CHINA HEALTHCARE – A PRIMER TO THE FASTEST GROWING HEALTHCARE MARKET IN THE WORLD
The Chinese healthcare market is on track to be the fastest growing market in the world. The Chinese government is on a mission to improve both the quality and accessibility of healthcare for 1.4 billion people, and is not only critical to improving the quality of life for many Chinese citizens, but is also critical for accelerating the shift to consumption by bringing down the savings rate. Today, China spends approximately 7% of GDP on healthcare, which compares to the U.S. at more than 17%. Over the next five years, healthcare expenditures in China are expected to increase to 10% of GDP. Private companies that have the ability to improve access and the quality of healthcare at reasonable cost have a very long runway for growth. The system is complex, and resolving legacy problems takes time, but the pace of reform is accelerating and there are several categories where leading companies are emerging.
In online doctor consultations, China leads the world with over 700 million consultations already completed with sophisticated Artificial Intelligence increasingly taking a larger percentage of the workload. This is already serving to reduce bottlenecks at hospitals allowing doctors to spend more time with patients that need in-person visits. Online doctor consultation combined with health check-ups are facilitating a digital database for patients accelerating the development of the commercial healthcare insurance market. In pharmaceuticals, China has instituted a volume-based purchasing scheme which facilitates lower drug prices for generic drugs. Prices are coming down in many categories, but this is being offset by volume growth. Incentives have been put in place for the reimbursement of innovative drugs, and in this regard, China has leading pharmaceutical and biotechnology companies with prospects in disease categories that have the potential to rival best-in-class drugs from multi-national drug companies.
We see China being on track to provide healthcare at a much higher level than where it is today. The country is integrating digital technology into all areas of healthcare including database management, care prioritization, cost management, and delivery of services. We expect China to lead the world with respect to digital healthcare. The changes we are witnessing suggest China’s healthcare efficiency may rival best-in-class countries over the next 10 years. This sets the stage for the rapid development of the commercial healthcare insurance market, which today only covers 5% of healthcare costs.

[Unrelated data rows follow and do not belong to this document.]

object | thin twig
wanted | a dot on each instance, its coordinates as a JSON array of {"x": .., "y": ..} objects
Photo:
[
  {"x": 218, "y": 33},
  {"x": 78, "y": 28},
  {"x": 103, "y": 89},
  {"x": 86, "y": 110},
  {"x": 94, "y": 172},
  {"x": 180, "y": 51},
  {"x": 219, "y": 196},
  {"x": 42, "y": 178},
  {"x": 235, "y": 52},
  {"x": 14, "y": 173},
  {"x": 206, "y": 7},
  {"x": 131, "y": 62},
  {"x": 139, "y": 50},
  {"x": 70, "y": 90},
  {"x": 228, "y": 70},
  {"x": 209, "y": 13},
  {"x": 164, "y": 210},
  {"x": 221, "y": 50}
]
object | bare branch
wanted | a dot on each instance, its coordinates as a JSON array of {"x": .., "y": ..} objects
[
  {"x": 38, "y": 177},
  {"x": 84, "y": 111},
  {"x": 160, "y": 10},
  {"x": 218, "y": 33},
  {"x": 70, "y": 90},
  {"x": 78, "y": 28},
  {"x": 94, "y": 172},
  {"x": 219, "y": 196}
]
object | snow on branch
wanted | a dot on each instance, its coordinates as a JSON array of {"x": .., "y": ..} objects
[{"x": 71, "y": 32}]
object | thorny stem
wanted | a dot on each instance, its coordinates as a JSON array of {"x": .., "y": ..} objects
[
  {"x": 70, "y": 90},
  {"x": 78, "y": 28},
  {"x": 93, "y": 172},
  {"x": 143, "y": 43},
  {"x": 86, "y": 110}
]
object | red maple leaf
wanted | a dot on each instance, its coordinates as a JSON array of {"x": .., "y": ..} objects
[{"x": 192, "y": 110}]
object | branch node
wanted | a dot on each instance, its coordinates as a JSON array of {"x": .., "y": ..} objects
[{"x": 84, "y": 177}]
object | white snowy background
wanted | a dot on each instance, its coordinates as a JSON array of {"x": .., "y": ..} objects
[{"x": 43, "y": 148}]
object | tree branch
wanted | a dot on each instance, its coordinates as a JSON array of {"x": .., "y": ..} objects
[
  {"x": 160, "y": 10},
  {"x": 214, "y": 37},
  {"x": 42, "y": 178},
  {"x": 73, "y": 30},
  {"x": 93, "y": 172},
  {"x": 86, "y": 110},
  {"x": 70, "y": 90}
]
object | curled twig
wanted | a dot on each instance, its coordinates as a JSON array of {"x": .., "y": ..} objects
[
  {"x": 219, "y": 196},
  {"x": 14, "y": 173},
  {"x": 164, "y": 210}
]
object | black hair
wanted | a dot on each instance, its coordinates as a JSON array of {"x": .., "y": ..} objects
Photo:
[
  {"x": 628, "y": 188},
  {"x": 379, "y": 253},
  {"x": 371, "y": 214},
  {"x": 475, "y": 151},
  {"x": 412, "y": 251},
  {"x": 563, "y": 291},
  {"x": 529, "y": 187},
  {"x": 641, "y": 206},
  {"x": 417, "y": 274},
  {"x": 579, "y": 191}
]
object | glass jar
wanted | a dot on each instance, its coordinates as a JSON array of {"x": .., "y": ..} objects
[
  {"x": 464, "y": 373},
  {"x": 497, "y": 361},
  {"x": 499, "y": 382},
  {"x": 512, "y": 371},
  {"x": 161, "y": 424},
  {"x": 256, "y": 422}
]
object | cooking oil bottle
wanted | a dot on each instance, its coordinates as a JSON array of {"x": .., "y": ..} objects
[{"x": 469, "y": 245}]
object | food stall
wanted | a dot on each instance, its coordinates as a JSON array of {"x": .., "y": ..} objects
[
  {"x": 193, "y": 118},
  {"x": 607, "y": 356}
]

Currently, the healthcare sector represents 11% of the GW&K’s Emerging Wealth Strategy as we continue to believe this sector is an important pillar for long-term growth. We own leading private Chinese companies that are in a position to facilitate the government’s long-term goal of improving the quality of healthcare, and access to healthcare at reasonable cost relative to GDP. We currently own leading companies in online doctor consultation, online prescription drugs and health check-up centers as well as leading pharmaceutical and biotech companies. We believe these companies are well positioned in the fastest growing healthcare market in the world. To provide some perspective for the growth potential, the combined revenues of all of the Chinese companies we own is less than $15 billion which is less than 25% of Pfizer’s expected revenues for 2021. In essence, these companies each have a leadership position with a smaller revenue base in the fastest growing healthcare market in the world.
This represents the views and opinions of GW&K Investment Management and does not constitute investment advice, nor should it be considered predictive of any future market performance. Data is from what we believe to be reliable sources, but it cannot be guaranteed. Opinions expressed are subject to change. Past performance is not indicative of future results.